14 thoughts on “Smart Game Board – Updates

  1. hyee, your project is so cool! i wanted to make an electronic chess for my final project, but i do not know on how to make a direction for every pieces on the board. if u dont mind, may i know how u make it and the coding for the direction guide of the pieces.

    1. Hi Faz!

      I’ll try to explain some concepts, but please feel free to ask if anything isn’t clear 🙂

      First thing to keep in mind, while using this approach for detecting the pieces on the board (magnet on the piece, hall effect sensor in the board) is: the pieces are indistinguishable. Each piece has same magnets, so technically we won’t be able to detect which piece is where in code, as we don’t have a way of determining that. This is very important as it determines the game logic altogether.

      What we know is the starting state. We know which pieces are supposed to be placed at which cells. Thus we make assumption that once all the cells required to begin a game are occupied, the pieces on them are correct.

      From here we track the change of the board state: if a piece is lifted from cell (x1, y1) , we know which piece type was there before, thus when we see a piece being added to a cell (x2, y2) next, we assume that it’s the piece that has been lifted from (x1, y1).

      This has obvious limitations (i.e. if we lift 2 pieces off the board, and then add 1 back, we wouldn’t know which of those 2 pieces was put back, or even if it was totally different piece altogether). But this limitation isn’t preventing us from implementing chess, or checkers, or many other games.

      Interesting case here is, what if player lifts (removes) a piece that has been “beaten” by the opposite player? Well, we know that this piece has been lost, thus when it’s removed from the board, we know it won’t come back.

      And to answer second part of your question: how do we know which pieces can move where? Well, we implement that part, knowing the rules of the game 🙂 And then just check what’s the piece type and get the moves for it. The implementation may be as simple as a list of 2D points, which contain coordinates relative to the current piece position. Example: if the list of possible moves contains point (1, 1) then we know that the piece can be moved to cell 1 up and 1 to the right from current position.
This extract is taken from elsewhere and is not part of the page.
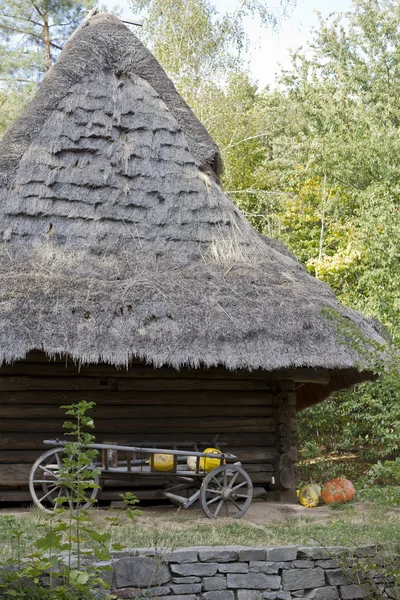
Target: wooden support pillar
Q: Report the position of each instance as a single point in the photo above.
(284, 412)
      Interesting things to consider: we can implement the set of moves per piece type just once, and then check which player the piece belongs to, and modify the set appropriately (i.e. reverse Y to allow moves in the opposite direction – this is clearly visible in case of Checkers).

      There’s more to that, just the game state tracking has some interesting cases to consider (i.e. for each game piece, we need to know the type, player, if it’s been lost and should be removed, etc.), but I hope this should clarify few matters.

      Hope that helps! Please let me know if you have any additional questions.

      And good luck! 🙂

  2. ohhh thank you for the explanation. does it means that i have to declare every pieces for every cell? and is it suitable if i use “for loop” coding in arduino for this part ? if u dont mind, can i have your coding for this part as my reference as it would give me a clear understanding. 🙂

    1. Hi Faz,

      Sorry for the late reply 🙂 To answer your question – yes, you need to store the state of each cell, with the type of the game piece (pawn, king, etc.) being one of the variables.
      The “for loop” is perfectly appropriate to iterate through the cells (it’s one of the basic constructs of most languages, and of course fully supported on Arduino 🙂 ).

      I’ll go ahead and send the code to your e-mail, I hope you’ll find it useful! 🙂

  3. Hello,I’ve read your explanation.Thank you do much for that.May I ask for the coding as reference so I could understand better?

  4. You can send me the coding as reference ? I see the explanation, but i keep questions that can be solved by the coding, thanks

    1. Hi Jônatas, I sent the sources to your e-mail. I should clean it up and put on github, but I’m always finding myself busy with things… Hopefully one day! 🙂

    1. Hi Anne! I e-mailed you the source code. The idea for tracking is simple – we know the starting state of the board (which piece is where), we track which piece is then lifted, and where on the board a new piece appears (this is the one that is being moved) – based on that we update the states. It does have limitations, since we only know if a cell on the board is occupied or not, if player were to remove all the pieces and then put them back in different order, we wouldn’t know that.